From Salon:  http://www.salon.com/2015/05/05/neil_gaiman_stands_up_for_charlie_hebdo_for_fks_sake_they_drew_somebody_and_they_shot_them_and_you_dont_get_to_do_that/

Gaiman, Art Spiegelman and Alison Bechdel on why comics are so controversial — and why they must be defended


Tuesday, May 5, 2015

When six writers withdrew in protest from PEN American Center’s annual fundraising gala last week, they set off a long and lively discussion of free expression and its limits. At issue is the Toni and James C. Goodale Freedom of Expression Courage Award that PEN is tonight bestowing on the French satirical magazine Charlie Hebdo, eight of whose staff members were killed, along with four other people, when gunmen sent by the militant Islamist group al-Qaida in Yemen assaulted their offices earlier this year. The dissenting six were soon joined by more than 200 other PEN members, who signed a letter objecting to “enthusiastically rewarding” the magazine because they consider its cartoons of the prophet Mohammed to be offensive to Muslims.

But those six writers also left six empty chairs at the event, chairs ordinarily occupied by well-known literary figures who serve as “table hosts.” Over the weekend, six other writers stepped forward to fill those seats. They include journalist George Packer, “Reading Lolita in Tehran” author Azar Mafisi and Alain Mabanckou, a Congolese-born French author who will present the award to Charlie Hebdo’s editor-in-chief.

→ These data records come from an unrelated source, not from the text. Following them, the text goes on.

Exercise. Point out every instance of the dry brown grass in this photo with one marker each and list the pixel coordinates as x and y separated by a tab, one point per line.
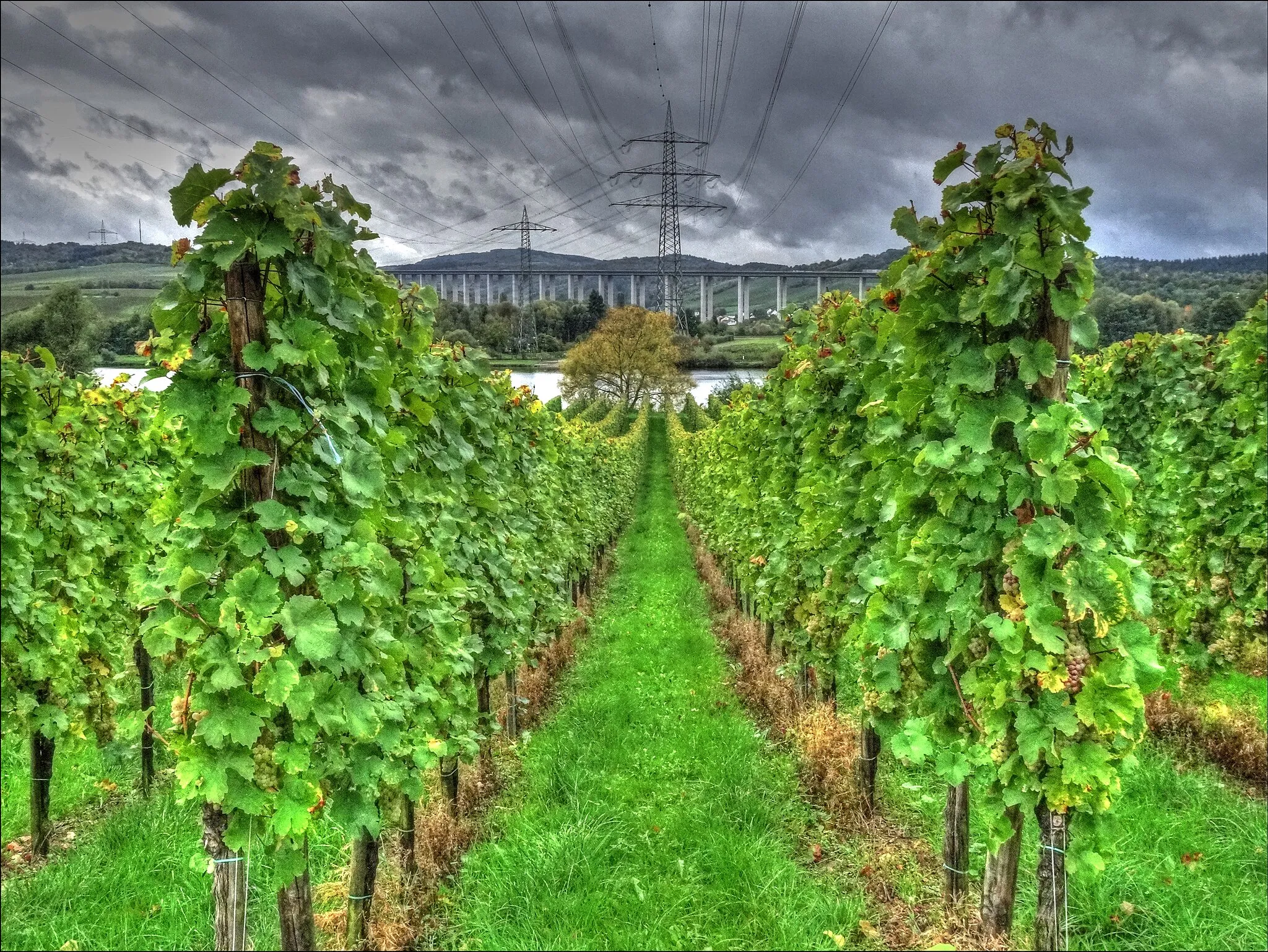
405	907
827	751
1235	741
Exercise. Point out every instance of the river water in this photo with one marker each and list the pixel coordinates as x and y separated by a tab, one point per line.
544	383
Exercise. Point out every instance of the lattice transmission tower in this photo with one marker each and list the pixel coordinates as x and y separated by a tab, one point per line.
528	335
671	202
102	232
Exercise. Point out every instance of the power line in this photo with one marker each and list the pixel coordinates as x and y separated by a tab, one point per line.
419	90
524	84
669	296
93	139
716	123
103	112
550	83
136	83
588	92
750	163
841	104
654	54
296	136
528	319
489	93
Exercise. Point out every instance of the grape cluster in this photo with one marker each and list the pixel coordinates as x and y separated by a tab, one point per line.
266	769
1075	662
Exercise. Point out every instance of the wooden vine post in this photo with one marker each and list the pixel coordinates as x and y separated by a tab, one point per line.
360	888
999	880
955	843
296	912
1050	918
485	710
869	750
244	303
513	705
41	777
145	675
228	881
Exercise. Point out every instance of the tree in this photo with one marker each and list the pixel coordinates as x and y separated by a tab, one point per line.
630	357
65	322
121	336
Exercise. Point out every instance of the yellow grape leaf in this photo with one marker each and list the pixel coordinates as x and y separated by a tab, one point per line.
1053	681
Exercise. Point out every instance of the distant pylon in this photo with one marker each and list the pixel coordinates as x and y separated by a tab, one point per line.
669	264
528	336
102	232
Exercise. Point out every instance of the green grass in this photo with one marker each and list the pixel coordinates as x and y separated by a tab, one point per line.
750	352
651	813
1163	813
85	275
139	881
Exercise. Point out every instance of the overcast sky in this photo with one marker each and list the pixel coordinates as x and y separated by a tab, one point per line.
1168	106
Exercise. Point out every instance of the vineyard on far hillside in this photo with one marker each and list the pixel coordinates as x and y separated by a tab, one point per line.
921	500
329	532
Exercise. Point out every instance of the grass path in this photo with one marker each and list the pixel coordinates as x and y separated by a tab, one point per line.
651	811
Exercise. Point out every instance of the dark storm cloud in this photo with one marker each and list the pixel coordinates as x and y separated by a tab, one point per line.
1167	104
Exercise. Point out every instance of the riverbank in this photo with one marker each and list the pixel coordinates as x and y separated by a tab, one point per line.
651	811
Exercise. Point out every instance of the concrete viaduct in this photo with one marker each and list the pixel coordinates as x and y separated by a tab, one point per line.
474	285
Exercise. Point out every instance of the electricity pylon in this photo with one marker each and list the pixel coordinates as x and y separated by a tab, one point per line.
528	336
669	264
102	232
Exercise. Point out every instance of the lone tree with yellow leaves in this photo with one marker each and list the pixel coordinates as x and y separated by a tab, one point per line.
630	357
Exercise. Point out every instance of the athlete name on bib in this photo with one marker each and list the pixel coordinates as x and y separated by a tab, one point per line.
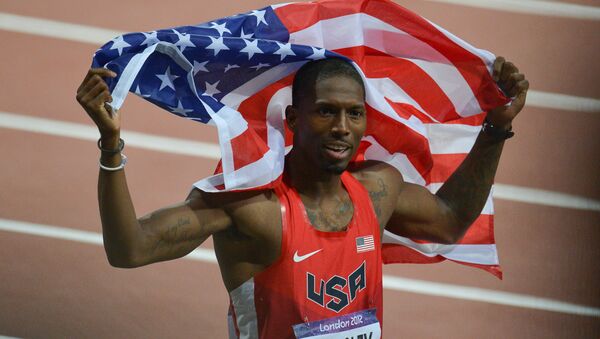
358	325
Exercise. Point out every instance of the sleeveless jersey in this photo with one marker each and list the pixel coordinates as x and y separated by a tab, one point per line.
322	280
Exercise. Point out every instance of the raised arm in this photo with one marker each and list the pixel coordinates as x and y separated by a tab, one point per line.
168	233
446	216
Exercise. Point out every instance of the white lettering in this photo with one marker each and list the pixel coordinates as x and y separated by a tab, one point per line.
334	326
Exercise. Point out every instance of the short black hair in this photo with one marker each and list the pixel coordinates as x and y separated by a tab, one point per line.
313	71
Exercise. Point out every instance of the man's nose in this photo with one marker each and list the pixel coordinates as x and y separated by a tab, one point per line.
340	124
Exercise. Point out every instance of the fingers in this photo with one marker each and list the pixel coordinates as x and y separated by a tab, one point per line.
507	75
520	95
497	68
511	87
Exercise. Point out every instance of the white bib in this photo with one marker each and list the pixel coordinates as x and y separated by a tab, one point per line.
358	325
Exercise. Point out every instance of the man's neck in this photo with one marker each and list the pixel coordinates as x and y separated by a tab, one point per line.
310	180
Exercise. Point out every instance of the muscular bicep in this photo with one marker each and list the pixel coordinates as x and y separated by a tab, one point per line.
419	214
175	231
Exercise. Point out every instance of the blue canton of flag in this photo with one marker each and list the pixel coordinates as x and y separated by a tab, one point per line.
192	71
365	244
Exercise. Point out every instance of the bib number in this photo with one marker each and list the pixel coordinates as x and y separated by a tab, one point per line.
358	325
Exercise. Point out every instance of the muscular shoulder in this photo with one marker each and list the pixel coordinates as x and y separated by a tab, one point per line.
383	182
250	212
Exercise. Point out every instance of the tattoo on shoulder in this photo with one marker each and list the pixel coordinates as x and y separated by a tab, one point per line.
377	195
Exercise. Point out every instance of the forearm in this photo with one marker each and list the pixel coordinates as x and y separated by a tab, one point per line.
467	189
120	227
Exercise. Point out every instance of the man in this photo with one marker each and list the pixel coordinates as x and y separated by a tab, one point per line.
303	258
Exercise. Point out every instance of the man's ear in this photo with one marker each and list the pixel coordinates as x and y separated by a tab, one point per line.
290	116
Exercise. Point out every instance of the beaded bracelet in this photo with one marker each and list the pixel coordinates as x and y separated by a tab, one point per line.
112	151
113	169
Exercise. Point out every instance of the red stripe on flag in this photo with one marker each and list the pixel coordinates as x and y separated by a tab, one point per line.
399	138
298	16
254	108
481	232
443	166
398	254
407	75
248	147
468	64
474	120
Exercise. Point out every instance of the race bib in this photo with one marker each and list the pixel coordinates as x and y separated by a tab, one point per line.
358	325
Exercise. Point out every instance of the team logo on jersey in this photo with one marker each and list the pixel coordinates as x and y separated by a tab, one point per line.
337	292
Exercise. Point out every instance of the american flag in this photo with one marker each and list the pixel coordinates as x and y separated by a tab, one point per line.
365	244
426	91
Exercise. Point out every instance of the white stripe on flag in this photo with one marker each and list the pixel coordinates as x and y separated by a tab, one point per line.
467	253
330	34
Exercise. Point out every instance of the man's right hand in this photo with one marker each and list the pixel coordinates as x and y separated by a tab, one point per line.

The other three are all celebrated comics artists: Art Spiegelman, Neil Gaiman and Alison Bechdel. Spiegelman, author of the legendary graphic novel “Maus,” had read that some PEN members had floated the idea of standing up and turning their backs when the award was presented, or hissing. “I thought, that’s obscene,” he said on the telephone yesterday. “I talked to a few friends, and Alison and Neil Gaiman were able and willing to come. Matt Groening [creator of “The Simpsons”] tried to come but he was in production this week. I thought it would be great to have someone to shout out, ‘Cartoonists’ lives matter!’ when the award is being given if anybody dared hiss it.”

Cartoonists tend to stick together because they have to; as Gaiman points out, their work is disproportionately singled out for suppression both abroad and in the U.S., while at the same time often regarded as not “serious” enough to deserve a full-throttle defense. “I spent 12 years on the board of the Comic Book Legal Defense Fund,” Gaiman told me, “for which I was fighting on a daily basis to keep people who had written, drawn, published, sold or owned comics out of prison and from losing their livelihood for having drawn something that upset somebody.”

Cartoonists are particularly vulnerable when addressing Islam, as some (but not all) Muslims believe that it is sacrilegious to depict their prophet visually in any way. This is not a threat limited to Europe. Earlier this year, CNN reported that the Seattle cartoonist Molly Norris is still in hiding, four years after she attracted death threats for drawing non-satirical images of Mohammed on a teacup and thimble and domino. Her name recently appeared on the most-wanted list of the al-Qaida magazine Inspire.